Kinny, thanks for sharing your success! I often like to reduce the sugar in a recipe. Good to know your reduction worked out well. I'll definitely have to try it!

Chris I.

Thursday 27th of October 2016

Hi Ramona, I couldn't resist making these today (especially because it snowed much of the day here in the Hudson Valley). You had me with your "one bowl" title, and it was as easy to make these as I had hoped. They came out great, and I love that the pumpkin flavor actually comes through in the finished product. This first batch will be gone quickly, so I'm already gearing up to make more. Thanks (I think...)

Ramona

Thursday 27th of October 2016

Hi Chris, knowing that you're not one to do much cooking or baking, I'm honored that you decided to try this recipe and even happier that you enjoyed them enough to make them again :)

Carol G

Wednesday 26th of October 2016

Hi Ramona,

Well you've got my interest now....I'm a new convert to the pumpkin-chocolate combo and love it. We got hooked on your Fudgy Zucchini Brownies this summer so I can't wait to try these.

I'm hoping to as soon as my husband announces I can bake again since he's trying to lose weight-I doubt brownies would help him accomplish that, darn it!

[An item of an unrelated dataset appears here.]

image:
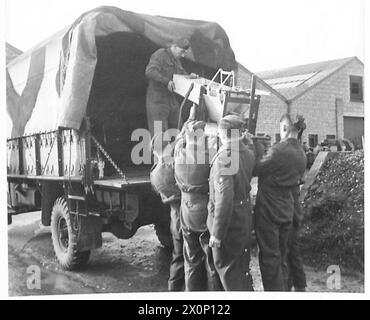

I'm definitely pinning these for another day. Thanks! :)

Ramona

Thursday 27th of October 2016

Hi Carol, I think you'll love these as much as the zucchini version. I know better than anyone how hard it is to have sweets around when you're trying to avoid a splurge. However, I do feel better about this splurge than some other more decadent choices I've posted. They are a bit healthier and lower in sugar and calories than a regular brownie...and just one piece really satisfies a craving for a sweet. Wait! You should try Brownie Bark! It's only about 113 calories a piece! But...it's kind of addictive. Once piece is never enough...Okay, never mind. Your husband would not be happy with me about those, lol!